M. Gautier nous pose une question : « Vous connaissez le film Le Jour le Plus Long ? ». Pour certains d’entre nous, nous répondons : « Oui. ». « Bien… vous oubliez ! Rien à voir. ».

C’est l’aube du 06 juin 1944.

Les 177 français du N°4 commando sont à bord des LCIS 523 et 527. M. Gautier est dans le 523.

Depuis leur départ de Portsmouth, la veille, la houle est assez remuante. Elle accompagne l’immense armada de 5000 navires et le destin des commandos à destination des plages de Normandie.
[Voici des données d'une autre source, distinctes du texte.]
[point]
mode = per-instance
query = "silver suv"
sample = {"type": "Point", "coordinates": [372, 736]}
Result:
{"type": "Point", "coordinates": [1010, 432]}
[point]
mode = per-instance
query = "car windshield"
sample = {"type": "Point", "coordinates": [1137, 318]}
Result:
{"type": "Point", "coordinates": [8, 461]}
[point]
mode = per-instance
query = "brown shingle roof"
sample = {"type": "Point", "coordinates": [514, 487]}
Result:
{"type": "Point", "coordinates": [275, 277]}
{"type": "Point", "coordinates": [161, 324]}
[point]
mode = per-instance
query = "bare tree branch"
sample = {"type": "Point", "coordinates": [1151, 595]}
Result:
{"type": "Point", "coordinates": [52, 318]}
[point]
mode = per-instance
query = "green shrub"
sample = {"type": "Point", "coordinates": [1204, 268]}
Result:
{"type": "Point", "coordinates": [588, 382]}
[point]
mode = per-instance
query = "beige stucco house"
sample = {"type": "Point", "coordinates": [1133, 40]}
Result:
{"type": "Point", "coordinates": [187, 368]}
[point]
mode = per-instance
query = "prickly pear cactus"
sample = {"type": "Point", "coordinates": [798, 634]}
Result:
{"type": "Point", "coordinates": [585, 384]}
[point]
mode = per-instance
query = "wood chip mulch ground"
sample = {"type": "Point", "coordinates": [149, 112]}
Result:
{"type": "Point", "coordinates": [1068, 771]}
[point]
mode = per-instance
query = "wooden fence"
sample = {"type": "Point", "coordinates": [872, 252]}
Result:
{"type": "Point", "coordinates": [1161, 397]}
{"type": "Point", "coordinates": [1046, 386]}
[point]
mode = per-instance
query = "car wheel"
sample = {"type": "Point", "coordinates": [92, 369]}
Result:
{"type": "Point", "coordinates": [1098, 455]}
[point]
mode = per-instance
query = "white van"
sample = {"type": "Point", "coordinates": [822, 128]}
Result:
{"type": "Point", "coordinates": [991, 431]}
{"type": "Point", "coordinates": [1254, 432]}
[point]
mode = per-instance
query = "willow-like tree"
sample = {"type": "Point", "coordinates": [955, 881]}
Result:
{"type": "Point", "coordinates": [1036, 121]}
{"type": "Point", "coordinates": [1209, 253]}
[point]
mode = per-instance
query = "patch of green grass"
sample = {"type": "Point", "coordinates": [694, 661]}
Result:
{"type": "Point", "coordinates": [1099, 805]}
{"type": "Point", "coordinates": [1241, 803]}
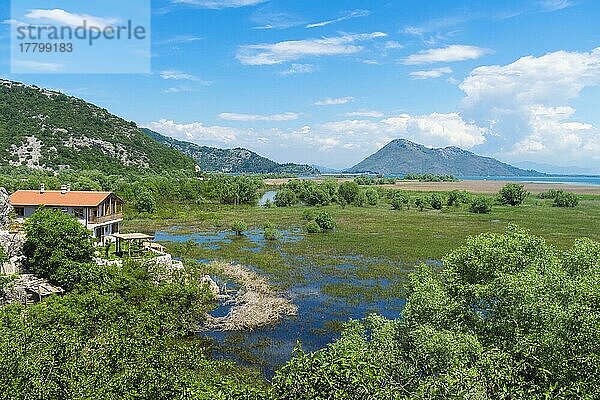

Le quartier-maître Léon Gautier reçoit un dernier breakfast avant d’atteindre la France. Il s’agit d’ «une vulgaire soupe à la tortue distribuée sur le pont, beaucoup trop amère pour l’occasion. ». Dans son battle-dress, il conserve la photographie d’une « jolie petite Anglaise ». Il s’agit de Dorothy Bank sa future femme1 rencontrée à Portsmouth.

A travers les embruns du matin, M. Gautier commence à apercevoir la côte et les silhouettes des bâtiments sortant de l’obscurité. Il distingue aussi en plus clair la longue et large bande de sable des plages découvertes par la marée basse. Peu à peu les détails se font plus précis à mesure que les péniches s’approchent du rivage.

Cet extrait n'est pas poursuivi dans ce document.